Antes de eso, era el sepulturero. El cemento, la espátula, las botas de caucho y al fondo la música. Y detrás de la música, Cristina, la del almacén, los primos terceros, los esposos de las tías, los amigos de los esposos de las tías, los campesinos, las señoras respetables del pueblo, la muchacha que le arreglaba las uñas, la gente que uno ha visto toda la vida.

Ese mismo día por la tarde, la misa. "Dios es verdad", "Eres mi pastor Oh Señor, nada me faltará si me llevas tú". Y la música. Y la sensación de las barras del ataúd en los dedos. Del ataúd de una persona que uno quiso tanto. Y un primo lejano e inoportuno, borracho, diciendo "primo, llevémosla al hombro", y el desgano para contestarle. Y la sensación de no estarla cargando para salvarla de algo.  

Antes la agonía. Antes de eso la enfermedad. Antes, solo un poco antes, las reformas en la casa, los días normales. Ella como una flor. Y el destino, silencioso, tejiendo una amenaza sobre su vientre. Y yo viéndola y pensando: parece una flor.

Y antes de eso, lo primero: yo todavía inconsciente de la vida y un personaje amoroso que llegó con un elefante de peluche. Y que me llevó con ella de vacaciones.



martes, 1 de abril de 2014

La suerte

Recuerdo cuando estaba en el colegio que el profesor decía que el Espíritu Santo no iba a llegar a resolvernos el examen de matemáticas. Yo pensaba que de pronto sí. 

El exceso de preparación hace que la gente desprecie la suerte. Oportunidad y preparación, se lee como equivalente de la suerte en los libros de liderazgo; pero tanto la oportunidad como la preparación requieren esfuerzo y la suerte está precisamente reservada para provocar efectos inesperados y grandiosos sin que medie una causa, sin que medie un esfuerzo. La única causa de las cosas que provoca la suerte, es esa: la suerte. 

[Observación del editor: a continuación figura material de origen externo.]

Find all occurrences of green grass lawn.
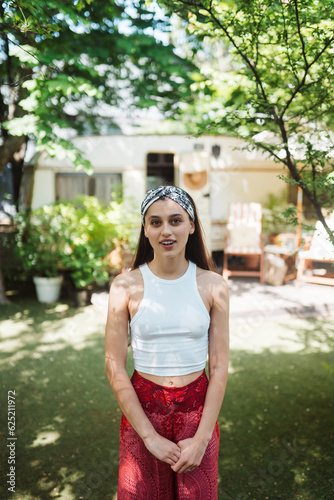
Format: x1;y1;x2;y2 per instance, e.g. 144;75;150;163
0;297;334;500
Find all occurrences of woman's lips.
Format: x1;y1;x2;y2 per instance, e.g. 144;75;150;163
160;240;175;248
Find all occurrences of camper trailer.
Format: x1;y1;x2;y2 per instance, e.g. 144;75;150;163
24;135;286;252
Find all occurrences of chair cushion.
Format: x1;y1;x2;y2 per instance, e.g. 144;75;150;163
228;226;261;253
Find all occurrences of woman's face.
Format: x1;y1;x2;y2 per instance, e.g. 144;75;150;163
144;198;195;257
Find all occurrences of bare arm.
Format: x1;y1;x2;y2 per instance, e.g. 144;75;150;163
105;275;180;465
172;275;229;472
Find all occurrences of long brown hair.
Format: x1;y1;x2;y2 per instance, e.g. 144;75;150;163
130;193;215;271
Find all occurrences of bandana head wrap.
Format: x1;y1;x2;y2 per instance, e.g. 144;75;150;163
140;186;195;223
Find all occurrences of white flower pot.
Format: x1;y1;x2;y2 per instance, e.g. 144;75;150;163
33;276;63;303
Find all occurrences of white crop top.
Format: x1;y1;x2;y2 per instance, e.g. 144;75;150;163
130;262;210;376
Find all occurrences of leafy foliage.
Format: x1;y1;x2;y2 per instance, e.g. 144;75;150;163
159;0;334;240
16;196;136;288
0;0;195;171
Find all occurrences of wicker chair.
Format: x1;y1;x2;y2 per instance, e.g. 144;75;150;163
297;212;334;286
223;203;264;283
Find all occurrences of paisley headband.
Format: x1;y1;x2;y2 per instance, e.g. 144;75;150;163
140;186;195;223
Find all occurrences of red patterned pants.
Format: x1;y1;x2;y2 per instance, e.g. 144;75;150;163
117;371;219;500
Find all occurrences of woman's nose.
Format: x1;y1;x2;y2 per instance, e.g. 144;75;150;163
162;222;172;236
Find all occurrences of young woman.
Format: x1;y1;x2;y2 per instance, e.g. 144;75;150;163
105;186;229;500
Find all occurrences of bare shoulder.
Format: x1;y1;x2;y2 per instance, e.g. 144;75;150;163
197;267;228;291
111;269;143;291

Yo no podría decir que tengo buena suerte. No sé. Las cosas me salen bien pero a Carlos Slim le salen mejor. Lo que pasa es que dudo que Carlos Slim ponga las cosas en manos de la suerte. Yo sí. Y no me las estoy dando de valiente; al contrario. Si pongo las cosas en manos de la suerte es porque creo que si las hago yo no me salen tan bien, porque confío más en la vida (no en mi vida, sino en esa cosa que nos alberga a todos) que en mi mismo.